Where is she? I can hear her but I can't see her. "Do Honored Matres know our universe harbors blackguards not above sowing the problem before providing the solution?" Blackguards? I never use that word.
"All things relative, Duncan. They burned Lampadas and butchered four million of our finest."
He awoke and sat upright. Specifications for new devices! There it was in delicate detail, a way to miniaturize Holzmann generators. Two centimeters, no more. And much cheaper! How was that smuggled into my mind?
He slipped out of bed, not awakening Murbella, and groped his way to a robe. He heard her snuffle as he let himself out into the workroom.
Seating himself at his console, he copied the design from his mind and studied it. Perfect! Englobement for sure. He transmitted to Archives with a flag for Odrade and Bellonda.
With a sigh, he sat back and examined his design once more. It vanished in a return to his dream scroll. Am I still dreaming? No! He could feel the chair, touch the console, hear the field buzzing. Dreams do that.
The scroll produced cutting and stabbing weapons, including some designed to introduce poisons or bacteria into enemy flesh.
Projectiles.
He wondered how to stop the scroll and study details.
"It's all in your head!"
Humans and other animals bred for attack scrolled past his eyes, hiding the console and its projection. Futars? How did Futars get in there? What do I know about Futars?

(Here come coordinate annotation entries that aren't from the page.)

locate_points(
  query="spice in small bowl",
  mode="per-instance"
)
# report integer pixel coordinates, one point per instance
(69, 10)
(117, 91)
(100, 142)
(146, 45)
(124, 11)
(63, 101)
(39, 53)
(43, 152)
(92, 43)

Disruptors replaced the animals. Weapons to cloud mental activity or interfere with life itself. Disruptors? I've never heard that name before.
Disruptors were succeeded by null-G "seekers" designed to hunt specific targets. Those I know.
Explosives next, including ones to spread poisons and bacteriologicals.
Deceptives, to project false targets. Teg had used those.
Energizers appeared next. He had a private arsenal of those: ways of increasing capacities of your troops.